Para o especialista, é preciso garantir a vacinação mesmo diante da pandemia do novo coronavírus, porque o crescimento da epidemia do sarampo pode aumentar, ainda mais, a pressão no sistema de saúde, que já está em colapso em alguns estados com a covid-19.

O boletim epidemiológico do Ministério da Saúde indica que “é necessária a adoção de medidas de proteção para os profissionais responsáveis pela vacinação e a população em geral, buscando realizar a vacinação de forma segura e ao mesmo tempo minimizar o risco de disseminação da covid-19”, diz o texto.

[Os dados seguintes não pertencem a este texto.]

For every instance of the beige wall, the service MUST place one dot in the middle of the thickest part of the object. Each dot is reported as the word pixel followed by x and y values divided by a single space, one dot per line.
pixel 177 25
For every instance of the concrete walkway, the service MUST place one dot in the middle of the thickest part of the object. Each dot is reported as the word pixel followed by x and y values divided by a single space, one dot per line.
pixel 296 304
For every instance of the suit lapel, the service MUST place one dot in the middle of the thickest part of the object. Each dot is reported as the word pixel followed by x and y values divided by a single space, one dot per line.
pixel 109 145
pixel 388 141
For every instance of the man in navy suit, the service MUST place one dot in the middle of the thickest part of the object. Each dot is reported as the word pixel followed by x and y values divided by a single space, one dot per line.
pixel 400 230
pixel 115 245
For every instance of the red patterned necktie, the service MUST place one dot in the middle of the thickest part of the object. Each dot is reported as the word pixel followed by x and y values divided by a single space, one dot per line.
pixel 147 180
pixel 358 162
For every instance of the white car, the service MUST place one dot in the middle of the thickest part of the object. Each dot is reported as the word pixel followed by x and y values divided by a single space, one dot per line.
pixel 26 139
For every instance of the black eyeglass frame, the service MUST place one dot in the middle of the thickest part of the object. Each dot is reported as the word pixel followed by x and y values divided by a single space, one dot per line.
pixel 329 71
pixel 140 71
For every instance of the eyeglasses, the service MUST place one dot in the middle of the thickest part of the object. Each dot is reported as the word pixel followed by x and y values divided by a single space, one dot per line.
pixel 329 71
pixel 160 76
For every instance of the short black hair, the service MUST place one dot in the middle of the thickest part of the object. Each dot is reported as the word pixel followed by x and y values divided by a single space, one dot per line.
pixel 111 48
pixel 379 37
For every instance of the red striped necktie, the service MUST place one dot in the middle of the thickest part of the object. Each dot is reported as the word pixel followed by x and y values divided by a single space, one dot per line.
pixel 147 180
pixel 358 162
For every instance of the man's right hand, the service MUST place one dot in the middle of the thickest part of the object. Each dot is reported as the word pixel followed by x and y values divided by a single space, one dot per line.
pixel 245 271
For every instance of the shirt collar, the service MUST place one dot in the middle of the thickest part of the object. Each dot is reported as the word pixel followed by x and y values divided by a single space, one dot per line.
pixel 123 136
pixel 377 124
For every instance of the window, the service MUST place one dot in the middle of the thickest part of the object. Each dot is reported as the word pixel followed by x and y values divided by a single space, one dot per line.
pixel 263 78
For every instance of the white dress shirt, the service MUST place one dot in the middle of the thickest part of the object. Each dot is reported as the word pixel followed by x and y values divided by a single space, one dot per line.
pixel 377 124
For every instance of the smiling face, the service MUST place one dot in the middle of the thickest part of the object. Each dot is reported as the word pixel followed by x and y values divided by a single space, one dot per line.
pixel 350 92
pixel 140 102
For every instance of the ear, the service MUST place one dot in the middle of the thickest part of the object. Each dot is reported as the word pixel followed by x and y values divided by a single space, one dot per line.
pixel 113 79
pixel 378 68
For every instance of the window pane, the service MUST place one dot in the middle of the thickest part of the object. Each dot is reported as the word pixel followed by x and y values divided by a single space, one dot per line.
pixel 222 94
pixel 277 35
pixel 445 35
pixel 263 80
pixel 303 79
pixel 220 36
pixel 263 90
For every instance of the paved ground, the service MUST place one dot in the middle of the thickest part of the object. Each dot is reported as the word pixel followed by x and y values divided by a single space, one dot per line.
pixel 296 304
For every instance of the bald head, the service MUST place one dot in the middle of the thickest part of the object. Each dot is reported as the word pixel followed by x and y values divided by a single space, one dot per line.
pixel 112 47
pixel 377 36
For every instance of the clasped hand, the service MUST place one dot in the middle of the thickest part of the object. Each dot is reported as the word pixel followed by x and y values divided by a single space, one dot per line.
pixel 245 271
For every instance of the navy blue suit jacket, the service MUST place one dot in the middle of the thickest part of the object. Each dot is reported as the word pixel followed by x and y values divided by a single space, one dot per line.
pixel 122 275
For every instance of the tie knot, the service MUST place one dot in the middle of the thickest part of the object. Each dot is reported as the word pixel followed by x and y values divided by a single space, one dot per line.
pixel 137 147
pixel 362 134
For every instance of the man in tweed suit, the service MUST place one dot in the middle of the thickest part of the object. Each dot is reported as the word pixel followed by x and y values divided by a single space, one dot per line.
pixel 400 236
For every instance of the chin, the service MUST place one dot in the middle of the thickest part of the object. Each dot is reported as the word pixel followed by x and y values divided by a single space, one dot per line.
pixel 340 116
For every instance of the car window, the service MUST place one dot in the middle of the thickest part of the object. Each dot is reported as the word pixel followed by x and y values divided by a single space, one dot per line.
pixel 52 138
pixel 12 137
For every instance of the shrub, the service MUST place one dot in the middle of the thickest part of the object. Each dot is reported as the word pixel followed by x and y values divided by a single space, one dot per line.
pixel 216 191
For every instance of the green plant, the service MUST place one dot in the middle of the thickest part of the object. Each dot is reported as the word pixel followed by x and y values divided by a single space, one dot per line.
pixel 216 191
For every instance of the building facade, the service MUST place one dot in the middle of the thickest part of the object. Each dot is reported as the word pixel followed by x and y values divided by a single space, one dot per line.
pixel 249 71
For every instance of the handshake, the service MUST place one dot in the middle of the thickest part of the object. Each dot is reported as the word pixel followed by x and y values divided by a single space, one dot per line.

Em nota, o Ministério da Saúde informou que, desde agosto de 2019, adotou a estratégia da “dose zero” de vacinação, uma aplicação extra, para as crianças de todo Brasil, entre seis a 11 meses de idade, para evitar casos graves e mortes pela doença. A pasta não informou os dados atualizados de vacinação de nenhuma das faixas etárias contempladas na campanha.